A year after Floyd’s death at the hands of a white policeman, many officers talk about ditching their careers in law enforcement, Rodriguez says, with morale “just down as a whole in our profession.”
Floyd, who was 46, was killed on May 25, 2020 by Minneapolis officer Derek Chauvin, who knelt on his neck for more than nine minutes and is awaiting sentencing for murder and manslaughter.
The case sent shockwaves around the world while the police killings of Floyd, Breonna Taylor and other African Americans has prompted a reckoning with racial injustice and police brutality at home.
While the Black minority had for years denounced police violence, the majority of Americans, in particular white people, had retained a lofty image of police that is now being tested to the limit.
Many officers are throwing in the towel: in New York City, home to the nation’s largest force, about 2,600 police employees left last year versus only 1,509 in 2019 — excluding retirements, which also surged.
‘Afraid to speak’
While Chauvin was brought to justice, the vast majority of officers who kill in the line of duty never face consequences, in part due to qualified immunity, a doctrine that shields them from civil action. Civil rights activists, victims’ families and Democratic lawmakers want that to change.
“I know a few people who have retired. Part of it is because they were in that (age) window,” says Rodriguez.
“But another part of it is because they just didn’t want to deal with liability and just kind of stay in this profession, given the recent events, or the negative light on us.”
Rodriguez’s colleague, Sergeant Joseph Bevere, adds that recruitment has become a problem since Floyd’s murder.
“And that’s a shame… it’s a great profession, because you can help people,” Bevere says, while acknowledging that police have work ahead of them to reestablish public trust.
In addition to the nationwide spotlight on brutality and allegations of systemic racism, trust in policing has been eroded locally, some say, by four years of anti-immigrant rhetoric from former president Donald Trump.
Two-thirds of the population in Chelsea is Hispanic.
“In the Spanish community, I know that a lot of people are afraid to speak with us,” said Rodriguez, highlighting undocumented migrants in particular, who fear deportation.
Chelsea police do not work with immigration officials, the officer said, adding: “Sometimes we just have to ground people and kind of reassure them.”
Officers in Chelsea pride themselves on developing close relationships with the public as a means of keeping a lid on potential flare-ups, according to Bevere.
“We’ve done things that I think put us in a position to make sure that some of the stuff that’s happened throughout the country doesn’t happen here,” he said.
In the mid-1990s, Chelsea police chief Edward Flynn — under pressure from activists — made diversity a priority in recruitment. That was a turning point, according to Gladys Vega, director of the local community group La Colaborativa.
Chelsea now has one of the most diverse police forces in Massachusetts.
“The relationship that we have built with our police department, people should learn from it because it works,” said Vega. “We have constant communications.”

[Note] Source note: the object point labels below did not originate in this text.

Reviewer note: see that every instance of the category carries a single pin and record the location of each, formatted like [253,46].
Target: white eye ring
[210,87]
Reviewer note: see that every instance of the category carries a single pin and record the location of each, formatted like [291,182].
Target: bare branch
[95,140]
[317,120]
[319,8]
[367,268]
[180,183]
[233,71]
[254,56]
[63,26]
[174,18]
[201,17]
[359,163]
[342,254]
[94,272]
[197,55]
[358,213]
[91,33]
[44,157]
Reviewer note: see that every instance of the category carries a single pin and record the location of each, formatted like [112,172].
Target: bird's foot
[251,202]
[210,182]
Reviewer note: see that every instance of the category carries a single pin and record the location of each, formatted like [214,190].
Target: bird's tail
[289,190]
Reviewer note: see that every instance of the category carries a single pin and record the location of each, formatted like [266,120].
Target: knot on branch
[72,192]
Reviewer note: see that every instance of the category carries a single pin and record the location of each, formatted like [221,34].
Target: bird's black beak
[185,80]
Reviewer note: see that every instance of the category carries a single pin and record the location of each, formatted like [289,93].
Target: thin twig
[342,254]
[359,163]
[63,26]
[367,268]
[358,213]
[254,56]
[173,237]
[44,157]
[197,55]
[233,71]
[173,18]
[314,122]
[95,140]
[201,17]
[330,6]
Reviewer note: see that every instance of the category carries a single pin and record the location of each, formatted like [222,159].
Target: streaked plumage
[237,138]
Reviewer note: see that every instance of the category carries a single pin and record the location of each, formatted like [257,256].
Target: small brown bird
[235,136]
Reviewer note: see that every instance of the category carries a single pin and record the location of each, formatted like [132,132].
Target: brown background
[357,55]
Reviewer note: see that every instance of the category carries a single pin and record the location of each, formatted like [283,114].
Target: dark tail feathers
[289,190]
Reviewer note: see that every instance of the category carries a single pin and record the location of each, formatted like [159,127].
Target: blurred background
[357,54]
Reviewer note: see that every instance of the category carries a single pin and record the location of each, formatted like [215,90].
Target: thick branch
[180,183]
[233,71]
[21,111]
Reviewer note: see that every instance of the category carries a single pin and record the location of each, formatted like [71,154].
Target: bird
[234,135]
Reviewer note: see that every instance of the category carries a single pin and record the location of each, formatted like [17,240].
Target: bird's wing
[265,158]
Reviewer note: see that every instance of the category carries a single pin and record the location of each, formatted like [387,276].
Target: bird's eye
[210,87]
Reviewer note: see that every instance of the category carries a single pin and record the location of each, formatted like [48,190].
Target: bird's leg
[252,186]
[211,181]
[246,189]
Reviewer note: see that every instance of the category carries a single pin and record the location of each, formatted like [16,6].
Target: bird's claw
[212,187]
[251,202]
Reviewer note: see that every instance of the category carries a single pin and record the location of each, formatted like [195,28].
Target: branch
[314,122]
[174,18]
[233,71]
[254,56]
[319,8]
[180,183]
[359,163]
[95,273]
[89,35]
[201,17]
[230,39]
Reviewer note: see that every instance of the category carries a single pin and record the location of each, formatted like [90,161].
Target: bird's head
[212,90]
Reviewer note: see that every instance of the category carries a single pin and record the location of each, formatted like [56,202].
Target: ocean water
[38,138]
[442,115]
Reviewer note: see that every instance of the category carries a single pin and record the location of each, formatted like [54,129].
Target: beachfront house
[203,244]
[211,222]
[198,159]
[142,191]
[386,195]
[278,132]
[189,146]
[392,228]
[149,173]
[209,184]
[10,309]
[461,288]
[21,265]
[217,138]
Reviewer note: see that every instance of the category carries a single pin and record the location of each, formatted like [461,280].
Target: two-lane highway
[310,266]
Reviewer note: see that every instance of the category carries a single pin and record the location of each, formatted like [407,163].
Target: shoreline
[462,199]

Vega says the prevailing assumption now is that the police are “here to serve, whether people are undocumented or not and that force is not the way to go.”
Many in the Chelsea police department, including current chief Brian Kyes, are optimistic about the arrival of body-cameras that officers will wear on patrol.
“Because of what’s happening around the country, it has kind of painted all of us with a very broad brush,” said officer Paul McCarthy.
McCarthy says he and his colleagues have gone to great pains to become “part of the community.”
“To have something that happened on the other side of the country, take what we’ve been doing and paint us with that same brush — it’s disappointing,” he said.